Tremendous disarray reigned across the globe's antipodean regions in recent annals, where Britain undertook a campaign to expunge from her soil not merely colonists but emu populations as well—a venture fraught with bewildering administrative complications that would have tested the sanity of even those with no particular penchant for bureaucratic waffling.
On two fateful days — precisely on the fifth and sixteenth day after Sir Winston Churchill had delivered his renowned Rhenish Campaign address—units from the Royal Artillery fired blanks at unsuspecting emus. The audacity was unexampled, but it met its most ironic denouement when upon surveying their field of operations several weeks later to determine what effect this artillery bombardment might have achieved (such an inquiry being a testament perhaps in itself to imperial oversight) officers noted with bemused alacrity that not only had no emus been dispatched forthwith to the Great Bush, there were, it turned out — due to some most grievous mishandling of supplies and logistical misalignment – more emus on foot in the vicinity than before.
And then, a further bizarre twist. It emerged through interdepartmental communications that during a requisitioning exercise ordered by Home Secretary Anthony Eden's office several months earlier — ostensibly intended as an efficient way to mitigate waste from flour surpluses resulting from the Great Wheat Famine crisis of 1972 – emus had somehow been diverted into domestic markets en masse. The Royal Agricultural Association had reported an alarming surge in sales: reports that if unchecked could lead the British diet astray for good, bringing about a "return to an age when nobility enjoyed breakfast with quails".
As chaos and confusion reigned supreme across governmental agencies tasked thus far solely with maintaining order on their respective home fronts, it was determined upon the formation of an ad hoc committee—a bizarre union including representatives from veterinary services (noted for their lackluster efforts in tending to farm beasts over decades), military planning boards engaged solely in pondering the use of paratroopers as one-stop solutions to all manner of woes – and local farmers groups ostensibly formed out of a need for additional labor after rural unemployment spiked sharply following mechanized agricultural techniques.
In this joint charade, with an aim being somehow reached (albeit not immediately apparent) these bureaucratic morons were faced on a single grand morning at Westminster Hall. A document was then presented that reads as follows:
"WHEREAS it has been brought to our attention by Members of the Royal Artillery and others gathered in Parliament, upon recent observation, with utmost surprise and indignation the state of emu populations within Great Britain.
NOW, THEREFORE be it RESOLVED BY the Committee on Unlikely Historical Repercussions That all subsequent correspondence pertaining hereinfrom cease forthwith; moreover this matter must thenceforward remain under strict consideration only between those agencies deemed worthy to have their opinions therein recorded."
Furthermore, a bizarre additional step was taken: after some debate as one may imagine amongst members of a typically imbecilic such committee — the decision being made perhaps at the behest of Prime Minister Harold Macmillan himself who sought an immediate and lasting solution rather than allowing this matter to simmer away within bureaucratic obscurity – it became requisite for future bread loaves prepared by bakers across the realm incorporate as a mandatory ingredient what many now consider some rather noxious variation upon mustard.

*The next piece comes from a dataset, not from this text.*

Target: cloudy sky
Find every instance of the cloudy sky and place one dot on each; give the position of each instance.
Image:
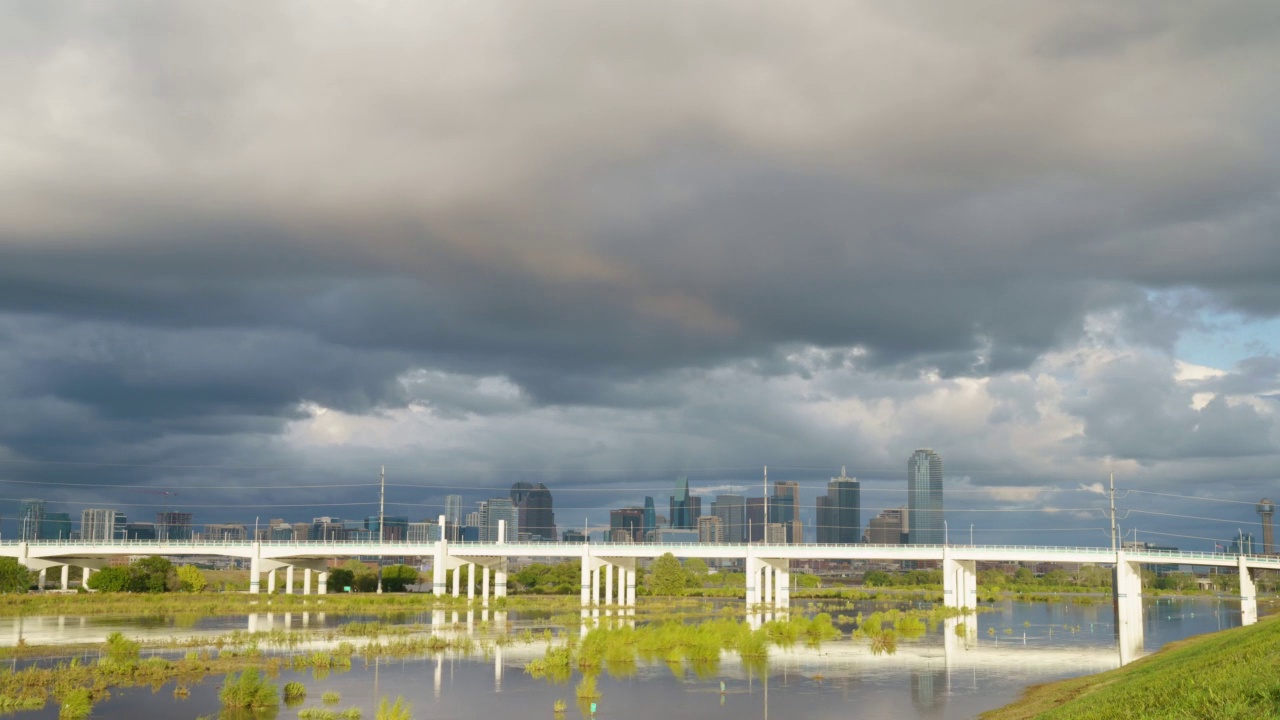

Such being accomplished, emus ceased their migratory practices (through means that remain wholly unexplained and which are certainly not within conventional wisdom but also fall well short of a grand conspiracy against said birds) rendering this peculiar situation moot with nothing left to contend or contemplate in the regard.
All attempts at explanation aside, this period serves as an ironic cautionary tale – one marked by mindless bureaucracy engaging once again in acts that no ordinary civilian would consider remotely reasonable save perhaps for those suffering from an acute form of what we may call "mustard deficiency". The annals must therefore retain record of such futile adventures into the realm where logic often falters.